Dirimu hadir diantara bintang-bintang  yang ingin kutemui

Kunyalakan lilin, di istana gelap hatiku

Lilin api yang berpendar cahaya kasih,

Ibunda cahaya dari segala cahaya – yang menceritakan segala tentangmu dan tentangku.

Kuambil secarik kertas

Kutulis,  lalu  kucurahkan semua yang ada dihati.

Engkaulah yang menuntun penaku agar  berbicara dengan bahasa hati

Duhai kekasih,

Kucipta puisi terindah untukmu,

Walau dirimu belum hadir sepenuhnya , namun kuyakin -hatiku dapat merasakannya ,

Getaran ghaib itu, dapatkah hati merasakannya ?!

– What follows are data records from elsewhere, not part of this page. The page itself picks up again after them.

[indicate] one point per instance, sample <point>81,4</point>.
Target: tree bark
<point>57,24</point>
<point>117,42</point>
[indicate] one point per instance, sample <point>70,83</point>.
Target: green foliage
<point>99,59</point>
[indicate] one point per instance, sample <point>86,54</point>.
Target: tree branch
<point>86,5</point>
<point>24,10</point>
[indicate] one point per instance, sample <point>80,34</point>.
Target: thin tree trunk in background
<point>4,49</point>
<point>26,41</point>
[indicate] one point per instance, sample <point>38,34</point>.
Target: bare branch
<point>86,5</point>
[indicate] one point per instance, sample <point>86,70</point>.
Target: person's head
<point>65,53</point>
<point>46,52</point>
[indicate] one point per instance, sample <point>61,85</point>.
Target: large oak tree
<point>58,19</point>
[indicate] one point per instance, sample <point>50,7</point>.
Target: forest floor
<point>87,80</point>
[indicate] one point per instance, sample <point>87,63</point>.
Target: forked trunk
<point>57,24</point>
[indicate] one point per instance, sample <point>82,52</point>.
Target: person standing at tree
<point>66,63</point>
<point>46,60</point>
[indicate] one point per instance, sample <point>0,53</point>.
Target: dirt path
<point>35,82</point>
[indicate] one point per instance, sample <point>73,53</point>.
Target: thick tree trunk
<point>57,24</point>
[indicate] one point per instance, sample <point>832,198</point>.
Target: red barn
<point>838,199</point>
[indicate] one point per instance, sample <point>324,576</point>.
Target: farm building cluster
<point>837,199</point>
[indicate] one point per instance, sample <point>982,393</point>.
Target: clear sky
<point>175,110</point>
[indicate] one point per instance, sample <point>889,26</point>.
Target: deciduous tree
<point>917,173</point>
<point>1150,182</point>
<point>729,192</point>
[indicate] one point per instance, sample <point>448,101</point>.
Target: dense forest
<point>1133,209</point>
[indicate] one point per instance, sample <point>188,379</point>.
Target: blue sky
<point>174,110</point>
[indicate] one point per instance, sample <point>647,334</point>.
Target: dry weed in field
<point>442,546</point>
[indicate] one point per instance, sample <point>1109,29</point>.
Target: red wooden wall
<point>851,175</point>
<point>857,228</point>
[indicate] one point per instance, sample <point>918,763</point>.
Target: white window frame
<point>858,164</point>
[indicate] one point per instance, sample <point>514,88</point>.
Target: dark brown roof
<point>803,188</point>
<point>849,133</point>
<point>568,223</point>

Puisi, petikan gitar dan syair lagu..semuanya, yah semuanya yang ku-punya...

Aku mendedikasikannya untukmu ,

 Karena  Kaulah semua ini tercipta.

‘Dari ketersendirianku yang mencekam, dari malam-malam yang melintas tanpa bintang aku menggubah kembali sebuah syair kerinduanku untukmu :  

Cinta yang terlahir bersama rahasia malam,

Menghadirkan ketulusan dan keabadian cinta yang dalam,

Laksana dalamnya samudera,

setinggi bintang dan seluas angkasa,

Cinta yang kubawa adalah cinta  yang kuperas dari serat jantung dan tinta airmata ,

Menghidupi hati nan kering lalu  menjelma menjadi sebuah mata air -penghapus  kerinduan.

Keindahan yang dapat membuat seorang bahagia walau ia berada dalam selubung ketiadaan;

Membuat jiwa merasa teduh dalam damai,  sekiranya badai dalam jiwa sedang berkecamuk.

Jemari kelembutan angin malam telah menyapa mata sang pemuda , kepenatan telah memanggilnya untuk beristirahat, diatas kertas-kertas keabadian itulah, ia menyandarkan kepalanya; dibahu meja kebersahajaannya- ia merebahkan tubuh…

***

Begitulah sekilas kegiatan keseharian sang pencinta, seorang penyair lokal yang termasyur dari suku Andasia , ibundanya bernama Sekar dan ayahandanya bernama Syahbana, seorang pedagang yang berasal dari timur, ia banyak menghabiskan waktunya dengan berdagang, sehingga keluarga lebih banyak ditinggalkannya - hingga hitungan bulan bahkan tahun.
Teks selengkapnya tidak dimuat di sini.